On a large monitor, the image of a bellhop stands on a downtown rooftop and uses both hands to raise a golf club over his head. Two wide-eyed technicians wearing white coats in a darkened laboratory watch the young man bend and stretch. Mouths agape, they take notes and wipe their brows.
"This is your candidate?" the taller researcher says. "This golfer? Crik Duvall?"
The shorter one nods. "He's a bellhop, too."
~ * ~
At a railing atop the city's tallest hotel, Crik in the hotel uniform lowers his club. The height does not frighten him, rather, the view always intrigues him. Far below, the people look like a school of minnows flitting across the downtown central plaza. Others resemble tufts of beach grass clumped around street performers break dancing or juggling. People sure look little, Crik thinks. Must be how landlords see us.

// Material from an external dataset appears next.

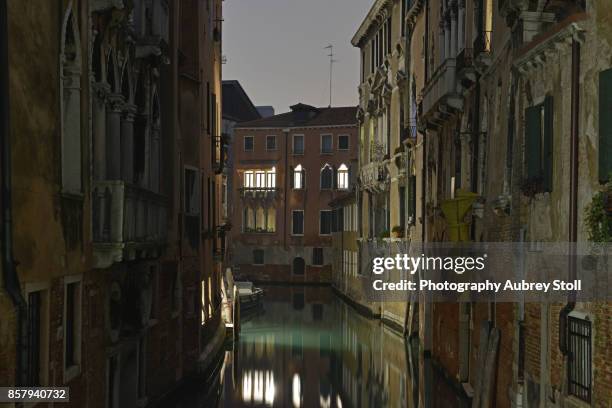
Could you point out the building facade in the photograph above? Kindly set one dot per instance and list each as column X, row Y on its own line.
column 287, row 168
column 107, row 290
column 508, row 106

Lifting his bellhop cap, Crik runs his fingers through bleached streaks. He takes a few practice swings. Yo-yo golf will challenge enthusiasts of all nations, even become an Olympic event. I could pay down my tuition. Even help Randy with his debt. How dumb, messing with dudes from the vodka importers convention. What'd he know about ostrich racing anyway?

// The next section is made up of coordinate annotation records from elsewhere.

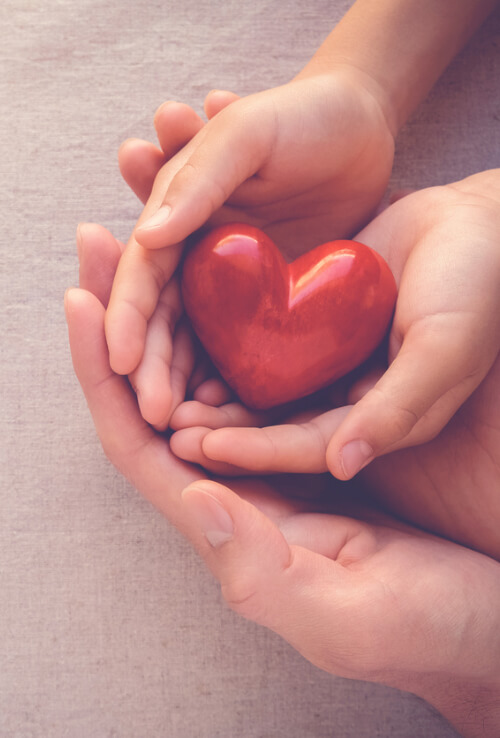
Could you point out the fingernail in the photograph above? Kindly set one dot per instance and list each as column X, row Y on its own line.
column 354, row 456
column 157, row 220
column 211, row 517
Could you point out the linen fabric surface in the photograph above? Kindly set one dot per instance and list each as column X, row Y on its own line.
column 109, row 623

Steadying himself, Crik cocks his club. The word "Fore!" rings out from a phone in his pocket, but he drives a Wiffle golf ball into the air without a hitch. The headwind blows the hollow ball back to him – yo-yo golf.
Crik's knuckles are tattooed with esoteric symbols. A stud twinkles in one ear but no weighty choker worries his swing. He's up to twenty-three straight successful drives-then-catches, closing in on his personal best.

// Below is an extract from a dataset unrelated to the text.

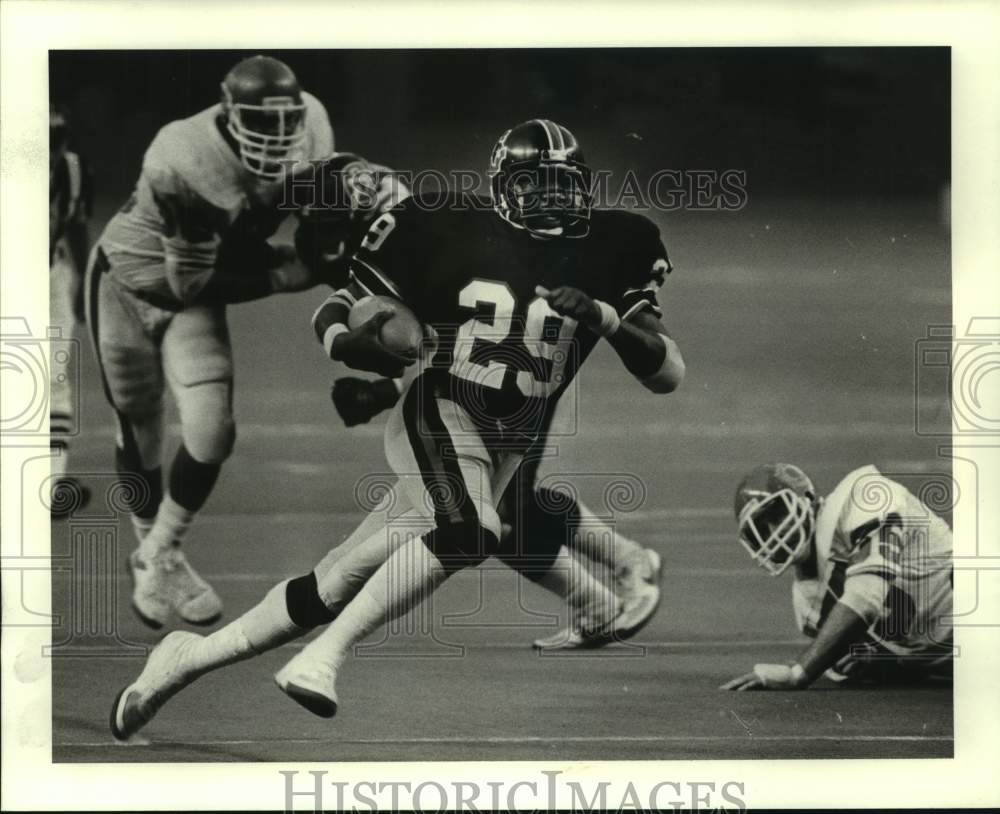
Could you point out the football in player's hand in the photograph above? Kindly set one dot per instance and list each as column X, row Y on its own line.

He blinks. The plastic dot sails past him, into the void. Zippers.
"Whenever you don't answer your phone, I know where to find you." Randy, also a bellhop, lets the door close behind him. As he crosses the roof, his body lags behind his head, his neck nearly level, as if offering his melon to a guillotine. He sidles up to Crik.
Crik takes out a twenty-dollar bill. "Another big date before next payday, bro?"
"Man, you are like family." Randy takes the note.
~ * ~
"Family's a thing of the past, bro," Crik's image says. In the gloomy laboratory, tall Dr. Alvin Ultra and his short assistant Yuri Ivanov, both middle-aged, emit gasps and wag their heads, jotting down notes.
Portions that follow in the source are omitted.